When I paid off my $86,000 mortgage in two years, I got two reactions from people. Most wanted to know HOW I did it, but some people wanted to know WHY I did it.

There are two camps when it comes to mortgage payoff.  Well, maybe three.

You have people who will do anything to eliminate debt. They want to go to sleep at night knowing they own their home outright. It’s about financial and emotional security to them.

Then, there are those who argue with hypothetical scenarios and fancy charts that investing is the only way to go.

The third camp is somewhere in the middle.  Despite my personal success story, I believe that paying off a mortgage isn’t for everyone.
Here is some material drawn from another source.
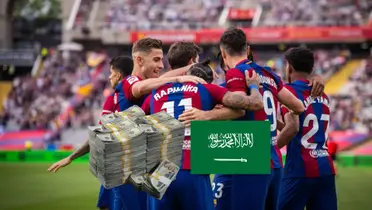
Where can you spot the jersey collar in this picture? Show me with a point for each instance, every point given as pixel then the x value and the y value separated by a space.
pixel 302 81
pixel 245 61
My explanation is below, but first here’s where top personal finance experts stand:


Dave Ramsey supports paying off your mortgage. It’s baby step number 6 of his 7 steps to financial freedom.  Ramsey has a great mortgage calculator on his website to help homeowners track their progress. I used this throughout my own journey.


“I don’t know one seriously wealthy person who buys a home and has a mortgage,” Suze Orman told NBC’s “Today” back in 2010.

In another media appearance, Orman recommended eliminating the mortgage for people who are nearing retirement and plan to stay in their current home forever. If you won’t stay in the home forever, Orman says don’t pay it down.


David Bach is another advocate for destroying the house payment. He recommends getting a 15-year mortgage if you can swing it. That’s what I was able to do. On FinishRich.com, Bach says the key is to buy a home that you can afford and to pay it off as fast as possible.


Ric Edelman belongs to that second camp I mentioned. He says “Owning your home outright is like having money buried under a mattress.” On his website, Edelman explains why he believes you should have as big of a mortgage as you can afford.


I don’t regret my decision to pay off my mortgage, but I realize it’s not going to work for all homeowners.

When I bought my home, I made a goal to pay off the loan in five years. I achieved my goal ahead of schedule because I was passionate about it.  For young people, retirement can be hard to visualize.  It’s just so far out. Sure, I contributed to my 401K and Roth IRA during my mortgage payoff, but I didn’t have the drive to invest additional money that I can’t touch for decades.  That’s why paying off the mortgage worked for me.  I saw the finish line, which motivated me to accomplish my goal in a short period of time.

I didn’t follow one specific personal finance expert’s recommendations during my journey.  Instead, I cobbled together a workable plan that fit my lifestyle. There may not be a one size fits all approach, but there is one that will work for you too.